17 | 1,85% | 20,00% | 10,00% | 25,00% | |

18 | 0,46% | 15,00% | 6,00% | 19,44% | |

19 | 10,00% | 3,00% | 14,58% | ||

20 | 5,00% | 1,00% | 10,42% | ||

21 | 6,94% | ||||

22 | 4,17% | ||||

23 | 2,08% | ||||

24 | 0,69% |

Let’s visualize this:

I think this beautifully illustrates the matter. You can see that a few median numbers cover a much larger probability range for multiple dice than for the linear 1d20 line.

So, a multiple-dice approach seems like the way to go. But which one?

## Bonus Thoughts

This is where we begin to consider the consequences for the game system itself. 2d6 only has 11 possible outcomes, 2…12. This means that any +1 will shift success by quite a bit, but not every +1 has the same “value”. If your target number is to roll 7 or more on 2d6, that’s a 58.33% chance. A +1 to your die roll makes this 72.22% – Your +1 is “worth” just over 14 percent points. A second +1 would make your success chance 83.33%, so that second +1 is “worth” a little over 11%, and so on. Eventually, your sixth +1 bonus would only increase your chances by 3%, success would become automatic and further bonuses would be wasted.

This in itself is not bad, as you can easily argue that, realistically, in any given situation, once you have enough factors in your favor, success should all be assured.
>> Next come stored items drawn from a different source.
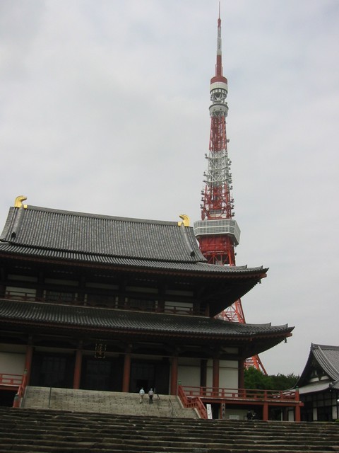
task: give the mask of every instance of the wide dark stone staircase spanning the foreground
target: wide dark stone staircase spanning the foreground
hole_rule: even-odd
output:
[[[339,452],[338,423],[194,420],[0,407],[6,453]]]

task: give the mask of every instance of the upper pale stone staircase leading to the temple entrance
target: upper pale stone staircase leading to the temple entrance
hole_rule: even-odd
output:
[[[177,396],[155,395],[153,404],[148,395],[140,403],[138,394],[114,391],[73,390],[28,386],[22,408],[57,409],[58,411],[115,413],[153,417],[198,418],[194,409],[182,406]]]

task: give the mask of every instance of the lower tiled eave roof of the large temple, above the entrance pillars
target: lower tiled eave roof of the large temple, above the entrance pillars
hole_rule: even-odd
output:
[[[293,327],[266,324],[242,324],[205,316],[182,316],[145,313],[117,309],[102,309],[67,304],[43,304],[40,302],[14,302],[0,299],[0,325],[24,324],[45,326],[49,329],[74,329],[93,331],[101,335],[138,333],[181,338],[238,338],[254,339],[277,337],[283,340]]]

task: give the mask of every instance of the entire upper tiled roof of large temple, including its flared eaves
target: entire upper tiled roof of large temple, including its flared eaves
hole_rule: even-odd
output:
[[[13,256],[210,275],[264,277],[262,266],[206,263],[193,228],[44,207],[11,207],[0,251]]]

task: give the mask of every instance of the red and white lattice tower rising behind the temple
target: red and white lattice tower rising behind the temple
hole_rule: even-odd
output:
[[[227,79],[222,74],[220,6],[218,18],[217,64],[215,76],[210,79],[210,146],[206,154],[207,171],[203,174],[204,189],[201,191],[201,221],[194,222],[194,233],[203,256],[208,263],[235,265],[234,248],[240,239],[240,229],[234,217],[234,200],[231,196],[231,161],[227,153],[226,117],[228,106]],[[241,300],[234,302],[218,316],[225,321],[245,323]],[[246,366],[254,366],[266,374],[258,356],[246,360]]]

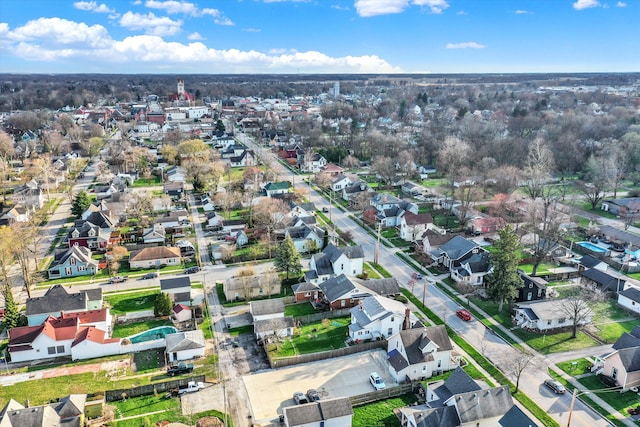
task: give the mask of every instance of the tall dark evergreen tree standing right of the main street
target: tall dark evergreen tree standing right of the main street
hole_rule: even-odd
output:
[[[489,275],[489,296],[499,301],[498,311],[502,311],[505,301],[510,302],[518,295],[522,279],[518,275],[520,239],[510,225],[500,230],[500,238],[494,243],[491,254],[493,271]]]

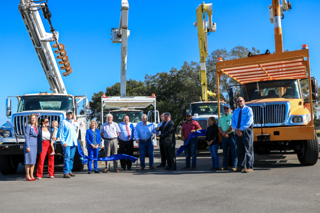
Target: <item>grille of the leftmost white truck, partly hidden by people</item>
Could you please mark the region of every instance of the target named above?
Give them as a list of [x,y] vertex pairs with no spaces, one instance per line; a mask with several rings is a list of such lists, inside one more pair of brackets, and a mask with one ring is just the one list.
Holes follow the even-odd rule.
[[[27,116],[16,116],[13,118],[13,129],[17,136],[24,135],[24,128],[27,126],[28,117],[29,116],[27,115]],[[47,117],[49,119],[49,125],[51,125],[52,121],[58,121],[58,123],[60,123],[59,115],[42,115],[38,118],[39,125],[40,125],[40,119],[42,117]]]

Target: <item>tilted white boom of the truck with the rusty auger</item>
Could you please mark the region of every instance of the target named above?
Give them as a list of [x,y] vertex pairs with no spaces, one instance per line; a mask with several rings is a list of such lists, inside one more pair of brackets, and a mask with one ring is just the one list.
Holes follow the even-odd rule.
[[44,74],[47,77],[50,90],[52,93],[67,94],[59,67],[49,43],[51,41],[58,41],[59,34],[56,32],[54,38],[52,33],[45,32],[38,12],[42,7],[44,7],[44,3],[35,4],[29,0],[20,0],[19,11],[43,67]]

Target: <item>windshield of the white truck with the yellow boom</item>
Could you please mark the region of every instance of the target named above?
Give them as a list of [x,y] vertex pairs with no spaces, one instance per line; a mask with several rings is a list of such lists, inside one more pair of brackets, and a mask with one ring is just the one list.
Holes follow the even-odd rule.
[[[220,115],[223,114],[223,105],[224,103],[220,103]],[[198,103],[191,104],[190,113],[192,116],[194,114],[198,115],[207,115],[207,114],[218,114],[218,103]]]

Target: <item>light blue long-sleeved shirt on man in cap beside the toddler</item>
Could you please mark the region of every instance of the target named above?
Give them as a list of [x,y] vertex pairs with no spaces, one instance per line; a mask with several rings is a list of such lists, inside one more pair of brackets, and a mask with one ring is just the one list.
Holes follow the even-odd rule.
[[61,141],[61,145],[65,143],[67,146],[77,146],[77,134],[76,134],[77,126],[76,123],[71,120],[69,121],[67,118],[63,119],[59,124],[59,138]]

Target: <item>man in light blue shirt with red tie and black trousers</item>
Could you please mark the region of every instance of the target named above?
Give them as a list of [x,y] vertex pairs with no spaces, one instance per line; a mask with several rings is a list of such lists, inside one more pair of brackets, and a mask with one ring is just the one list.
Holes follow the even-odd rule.
[[[123,122],[119,123],[119,154],[133,155],[133,124],[129,122],[129,116],[123,116]],[[132,161],[130,159],[120,160],[122,171],[125,167],[131,171]]]

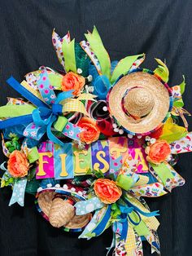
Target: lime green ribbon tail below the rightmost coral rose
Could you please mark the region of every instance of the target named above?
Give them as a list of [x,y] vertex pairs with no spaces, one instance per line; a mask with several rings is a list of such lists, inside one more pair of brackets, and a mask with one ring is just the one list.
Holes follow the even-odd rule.
[[166,164],[161,163],[159,165],[155,165],[151,163],[151,166],[155,170],[155,173],[158,174],[159,179],[162,180],[164,185],[166,185],[168,179],[174,179],[174,175]]

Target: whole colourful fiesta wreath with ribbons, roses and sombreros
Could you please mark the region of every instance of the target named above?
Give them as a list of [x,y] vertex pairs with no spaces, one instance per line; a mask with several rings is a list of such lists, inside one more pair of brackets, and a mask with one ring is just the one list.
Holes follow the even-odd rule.
[[[143,196],[164,196],[185,180],[173,169],[192,151],[180,85],[168,68],[139,68],[144,54],[112,61],[96,28],[76,43],[68,33],[52,42],[62,70],[41,67],[7,83],[24,99],[0,107],[1,187],[9,205],[36,195],[53,227],[99,236],[112,227],[114,255],[143,255],[142,241],[159,254],[155,216]],[[184,127],[179,126],[181,117]]]

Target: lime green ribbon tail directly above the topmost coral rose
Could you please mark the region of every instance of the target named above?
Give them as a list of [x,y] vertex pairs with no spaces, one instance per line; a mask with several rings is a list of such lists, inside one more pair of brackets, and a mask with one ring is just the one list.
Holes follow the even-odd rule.
[[66,72],[72,71],[76,73],[75,39],[71,42],[63,40],[62,51]]

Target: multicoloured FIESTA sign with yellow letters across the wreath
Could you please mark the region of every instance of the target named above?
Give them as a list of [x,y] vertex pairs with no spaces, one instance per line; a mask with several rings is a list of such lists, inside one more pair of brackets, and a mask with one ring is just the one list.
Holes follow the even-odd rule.
[[137,161],[137,173],[148,171],[140,139],[113,137],[98,140],[84,149],[79,149],[75,143],[64,143],[60,147],[46,141],[41,143],[38,152],[37,179],[72,179],[74,175],[84,175],[88,170],[116,173],[128,157],[129,161]]

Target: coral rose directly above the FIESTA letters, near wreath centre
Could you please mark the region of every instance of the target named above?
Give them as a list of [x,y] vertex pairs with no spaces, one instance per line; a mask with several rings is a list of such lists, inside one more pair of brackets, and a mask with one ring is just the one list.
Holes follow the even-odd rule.
[[83,129],[80,133],[81,142],[89,144],[98,140],[100,130],[93,119],[89,117],[82,117],[78,122],[78,126]]

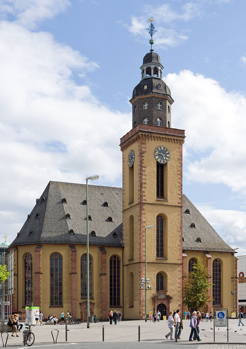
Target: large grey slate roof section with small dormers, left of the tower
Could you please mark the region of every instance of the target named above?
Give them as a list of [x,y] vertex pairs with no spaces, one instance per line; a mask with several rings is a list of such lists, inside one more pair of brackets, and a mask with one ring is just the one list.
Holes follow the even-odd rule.
[[[88,185],[88,197],[92,218],[89,221],[89,244],[123,247],[122,188]],[[62,202],[63,198],[67,203]],[[50,181],[10,246],[45,243],[86,245],[84,200],[85,184]],[[103,205],[104,202],[108,203],[108,207]],[[67,213],[70,219],[66,218]],[[39,217],[36,218],[37,214]],[[112,217],[113,222],[109,222],[108,217]],[[74,234],[70,233],[71,229]],[[91,231],[95,231],[96,236],[93,237]]]

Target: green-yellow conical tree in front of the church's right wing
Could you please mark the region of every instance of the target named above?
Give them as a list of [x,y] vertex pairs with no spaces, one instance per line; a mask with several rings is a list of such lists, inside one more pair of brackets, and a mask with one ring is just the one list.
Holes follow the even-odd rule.
[[193,265],[193,271],[188,274],[184,283],[184,303],[189,309],[201,309],[213,300],[209,294],[213,284],[208,282],[208,268],[201,262],[198,257]]

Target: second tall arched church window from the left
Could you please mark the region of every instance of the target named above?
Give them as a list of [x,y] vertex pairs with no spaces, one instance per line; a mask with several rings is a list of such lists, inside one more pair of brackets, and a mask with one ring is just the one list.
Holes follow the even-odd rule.
[[50,284],[50,305],[62,305],[62,256],[59,253],[50,257]]

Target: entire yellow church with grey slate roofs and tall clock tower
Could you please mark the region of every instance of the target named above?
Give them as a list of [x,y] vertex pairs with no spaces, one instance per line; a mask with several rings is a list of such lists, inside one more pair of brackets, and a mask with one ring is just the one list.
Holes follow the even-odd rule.
[[[90,312],[100,319],[109,310],[145,318],[146,253],[147,314],[187,310],[183,283],[199,257],[213,283],[213,301],[201,310],[223,307],[230,315],[235,251],[183,194],[185,132],[171,127],[174,99],[152,45],[140,69],[130,99],[132,129],[120,141],[123,188],[88,190]],[[69,310],[87,319],[86,221],[86,185],[50,181],[9,246],[14,308],[33,304],[45,318]]]

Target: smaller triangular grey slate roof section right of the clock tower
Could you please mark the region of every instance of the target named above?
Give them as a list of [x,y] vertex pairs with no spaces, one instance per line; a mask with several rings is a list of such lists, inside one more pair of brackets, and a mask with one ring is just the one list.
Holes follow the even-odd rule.
[[[189,213],[186,213],[186,210]],[[195,228],[192,228],[194,224]],[[201,242],[198,242],[198,238]],[[193,203],[183,194],[183,250],[232,252]]]

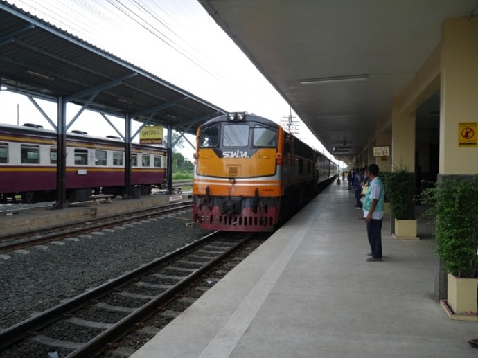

However it does mean that characters are described by a limited numerical range, and this limited variation means that they tend to become fairly similar. It also means that character progression is naturally limited. This can be a problem for long term games. Sure, there is always the possibility to reward players and their characters with other benefits – a castle, an alien artifact, favor from powerful allies, whatever – but I firmly believe that most players like to see the statistics of their character improve over time. It can be slow, but it must be noticeable and overall meaningful.

The number of possible results for some possible dice combinations are:

Label | 1d6 | 1d10 | 2d6 | 3d6 | 2d10 | 1d20 | 4d6 | 2d12 | 3d12 | 2d20 | 1d100 |

# Results | 6 | 10 | 11 | 16 | 19 | 20 | 21 | 23 | 34 | 39 | 100 |

The granularity, if you will, of 2d6 seems too limiting; 3d6, 2d10, 4d6 and, at the upper end, 2d12 seem reasonable.

## Simplicity

In the end, you could scale a game system for any of these choices. However, there is also something to be said for simplicity. I will be picking 3d6 and rolling high as the standard dice mechanic. Not only do the 3d6 probabilities approximate a nice Gauss curve, six-sided dice are also by far the most common and using them removes one barrier of entry from the game design; even non-gamer players are likely to have them around and do not need to run to a hobby story to pick up weird polyhedral dice.